If tough times let you know who your real friends are, the Overture Center must be feeling very lonely right now. $28 million in the hole, with creditors calling and its trust fund gone, the Overture is running out of options. From the beginning, Madison has tried to have the best of both worlds and enjoy the use of the Overture Center while someone else owned it. By now, it is obvious that there will be a day of reckoning, yet the city has turned down each and every opportunity to get involved and prevent the crisis. Each time we do so, the future challenges mount. It is time for us to take our heads out of the sand and solve this before it gets any worse.

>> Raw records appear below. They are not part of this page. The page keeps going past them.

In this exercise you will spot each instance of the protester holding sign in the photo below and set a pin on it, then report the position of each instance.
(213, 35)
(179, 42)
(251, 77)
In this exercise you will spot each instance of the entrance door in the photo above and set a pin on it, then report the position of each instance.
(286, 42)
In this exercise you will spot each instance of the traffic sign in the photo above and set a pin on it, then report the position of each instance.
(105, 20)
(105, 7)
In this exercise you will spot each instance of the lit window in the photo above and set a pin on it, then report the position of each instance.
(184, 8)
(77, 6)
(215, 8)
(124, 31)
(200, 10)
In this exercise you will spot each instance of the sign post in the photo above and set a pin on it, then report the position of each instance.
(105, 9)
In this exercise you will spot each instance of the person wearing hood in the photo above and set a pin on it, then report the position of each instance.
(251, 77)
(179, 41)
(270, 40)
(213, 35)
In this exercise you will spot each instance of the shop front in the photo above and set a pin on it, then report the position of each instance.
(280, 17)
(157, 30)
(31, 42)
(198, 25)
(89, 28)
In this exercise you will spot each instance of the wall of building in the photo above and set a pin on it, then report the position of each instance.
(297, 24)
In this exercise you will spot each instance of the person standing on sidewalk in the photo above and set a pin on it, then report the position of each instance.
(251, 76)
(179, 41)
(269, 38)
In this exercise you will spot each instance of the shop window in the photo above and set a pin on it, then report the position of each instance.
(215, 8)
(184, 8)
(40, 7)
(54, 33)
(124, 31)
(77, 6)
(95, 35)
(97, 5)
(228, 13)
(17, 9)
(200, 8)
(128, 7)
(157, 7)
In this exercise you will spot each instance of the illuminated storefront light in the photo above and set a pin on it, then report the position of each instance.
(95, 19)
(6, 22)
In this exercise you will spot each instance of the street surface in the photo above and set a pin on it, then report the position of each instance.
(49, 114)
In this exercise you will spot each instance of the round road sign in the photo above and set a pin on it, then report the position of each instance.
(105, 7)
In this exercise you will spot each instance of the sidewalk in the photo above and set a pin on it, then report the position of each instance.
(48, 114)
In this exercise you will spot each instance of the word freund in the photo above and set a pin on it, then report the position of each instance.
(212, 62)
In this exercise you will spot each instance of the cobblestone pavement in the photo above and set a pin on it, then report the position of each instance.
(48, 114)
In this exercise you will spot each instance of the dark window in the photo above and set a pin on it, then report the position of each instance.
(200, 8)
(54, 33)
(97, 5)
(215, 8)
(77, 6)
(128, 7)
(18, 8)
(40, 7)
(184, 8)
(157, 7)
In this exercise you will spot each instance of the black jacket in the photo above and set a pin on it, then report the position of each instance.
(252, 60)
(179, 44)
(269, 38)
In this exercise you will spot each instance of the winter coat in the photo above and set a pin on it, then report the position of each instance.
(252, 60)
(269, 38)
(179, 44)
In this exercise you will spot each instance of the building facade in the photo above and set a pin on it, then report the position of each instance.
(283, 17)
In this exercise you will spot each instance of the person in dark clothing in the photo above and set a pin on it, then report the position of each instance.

Some history is in order. The Overture Center is the result of a series of gifts from Jerry Frautschi. Frautschi decided Madison should have an unequaled arts facility, and that money should not be a barrier. Ultimately, he gave $205 million. All along, he was honest: This was a gift to all of us, and his involvement would end when the building was done, so it was up to us as a city to decide how to prepare for the future of the Overture. To help us, he gave more money than was needed to build it. We chose to use this as a trust fund, which would both pay off a loan for construction and defray the operating costs. The details of the trust fund are well-reported elsewhere, but the gist of it is the returns did not meet what was needed, — even after the City Council approved a 2005 refinancing — and in 2008 the trust was liquidated, leaving $28 million still to pay. Most of this debt will remain when the Overture runs out of reserves in 2011.
We as a city took Frautschi’s gift and gambled in the stock market. The first try was reasonable. However, when we lost, instead of stopping we used what was left to double-down in 2005. Not surprisingly, we lost again, but now the city leadership thinks that we can just walk away with no consequences. This is as outrageous as the Wall Street CEOs who risked and lost billions and still got bonuses while the taxpayers bailed them out. In the Overture’s case, it was the taxpayers who took the risk, and the taxpayers who have an obligation to own up to their responsibilities.

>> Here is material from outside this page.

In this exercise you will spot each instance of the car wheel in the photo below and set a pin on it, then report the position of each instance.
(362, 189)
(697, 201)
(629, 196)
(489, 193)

Mayor Cieslewicz deserves some credit here. He was, nearly alone, strongly opposed to the 2005 refinancing because he rightly viewed it as risky. The refinancing plan could not tolerate a faltering economy in its first few years, and it should have been obvious that with three years of Bush to go trying times were still ahead. The Mayor’s plan would have used the trust fund to pay off all of the debt and have the city own Overture free and clear. The Mayor, more than anyone else, has earned the right to say “I told you so” and leave us to pick up the pieces. Unfortunately for the Mayor, that can’t be an option for our elected leaders.
All along, the plan has been for the city or some other public body to own the Overture Center once the construction debt was paid off. The Overture Center recently presented a plan to pay off the remaining debt, which the Mayor pronounced “dead on arrival”. He was right. It was a terrible plan, but it was only a terrible plan because the city refuses to get involved. The entire city leadership calls the remaining construction debt a problem that the banks and Overture have to work out. Furthermore, the leadership insists that we really don’t have anything to worry about, because no matter what happens, Overture will remain. As one City Council candidate said, “It’s not like they can put it on a truck and move it to Chicago.”

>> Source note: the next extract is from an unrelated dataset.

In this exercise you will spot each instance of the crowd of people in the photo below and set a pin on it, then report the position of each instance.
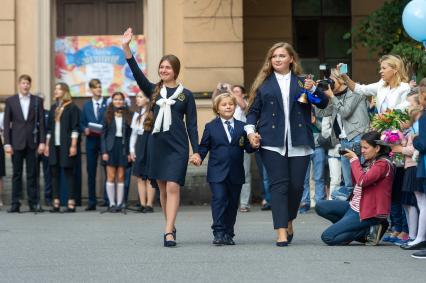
(292, 124)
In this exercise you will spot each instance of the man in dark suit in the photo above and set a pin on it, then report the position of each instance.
(93, 112)
(24, 138)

There are real risks of not doing anything. If the banks foreclose on Overture, our “public” facility ceases to be public. If the banks own Overture, we lose our say in its future. We would likely get that say back, but under what terms? How many more times are we willing to gamble the future of the Overture?
The city can get involved without taking responsibility for all of the remaining construction debt, but we shouldn’t rule out putting taxpayer money into the solution. After all, it was our choice that the debt still exists. The city’s willingness to put money in will send a signal to other benefactors that their future donations will not go to waste and the Overture saga will finally be over. In the end, we want the city to have some role in the Overture. Every time we let someone else shape its destiny, things get worse.
Erik Paulson ([email protected]) is a Ph.D. student majoring in computer science.